Prof. Dr. Stefan Berger
14 - 16 Uhr, Dienstag

Ort Zeitungslesesaal der historischen Bibliothek
Beginn 09.04.2013

In den 1980er Jahren glaubten viele Deutsche, dass die Zukunft für sie und andere Nationen in Europa eine postnationale Identität bereit hielte. Man war oftmals skeptisch gegenüber der Nation, die in Deutschland ein ebenso kurzlebiges wie katastrophales Modell von Kollektividentität gewesen schien. Schließlich war die Zeit von 1871 bis 1945 weder für Deutschland noch für Europa eine sonderlich glückliche Zeit.

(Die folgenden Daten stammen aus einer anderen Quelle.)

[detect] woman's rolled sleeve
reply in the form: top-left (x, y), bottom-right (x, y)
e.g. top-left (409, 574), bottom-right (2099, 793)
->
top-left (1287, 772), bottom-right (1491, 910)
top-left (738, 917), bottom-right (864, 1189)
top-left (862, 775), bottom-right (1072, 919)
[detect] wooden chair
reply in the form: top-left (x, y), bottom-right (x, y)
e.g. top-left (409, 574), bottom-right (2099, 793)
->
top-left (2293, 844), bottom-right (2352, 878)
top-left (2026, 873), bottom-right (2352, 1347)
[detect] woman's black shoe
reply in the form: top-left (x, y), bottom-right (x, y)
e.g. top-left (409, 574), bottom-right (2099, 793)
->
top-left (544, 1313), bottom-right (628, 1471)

Mit der für viele überraschenden Wiedervereinigung von 1990 begann dann die Suche nach neuer nationaler Identität, die bis heute anhält und zahlreiche kontroverse Diskussionen veranlasst. Doch die Frage, welches Deutschlandbild für die Nation Verbindlichkeit anstrebt, ist nicht erst eine Frage, die nur in den letzten 30 Jahren auf der Tagesordnung steht. Die ¿verspätete Nation` (Helmut Plessner) quält sich seit Jahrhunderten mit der Frage, wie Deutschland geographisch und mental zu definieren sei, was deutsch sei und welche nationalen Meistererzählungen Zukunftsversprechen genannt werden können. Das Hauptseminar will sich mit den kontroversen Diskussionen um solche Deutschlandbilder in Vergangenheit und Gegenwart intensiv auseinandersetzen. Debatten um nationale Identität waren und sind auch immer Geschichtsdebatten und Geschichtspolitik spielte und spielt eine wichtige Rolle bei den Versuchen, nationale Identität zu konstruieren. Der Konstruktivismus in der Nationalismusforschung hat in den vergangenen Jahrzehnten vielfältig belegen können, dass es sich bei kollektiven Identitäten, zu denen auch nationale Identitäten gehören, in der Tat um immer wieder umstrittene Konstruktionen handelt, deren Bedeutungsgehalt sich vehement verändern kann. Wir wollen hier für die deutschen Lande versuchen, sowohl die Debatten in der Zeit als auch die Debatten über die Zeit zu analysieren, um deutlich zu machen, welche Elemente in Vergangenheit und Gegenwart bei einer solchen Konstruktion nationaler Identität besonders wirkmächtig waren.

Einführende Lektüre:

  • Benedict Anderson, Imagined Communities: Reflections on the Origins and Spread of Nationalism, London: Verso, 1983.
  • Stefan Berger, Inventing the Nation: Germany, London: Bloomsbury, 2004.
  • Heinrich August Winkler (Hg.), Griff nach der Deutungsmacht: zur Geschichte der Geschichtspolitik in Deutschland, Göttingen: Wallstein, 2004.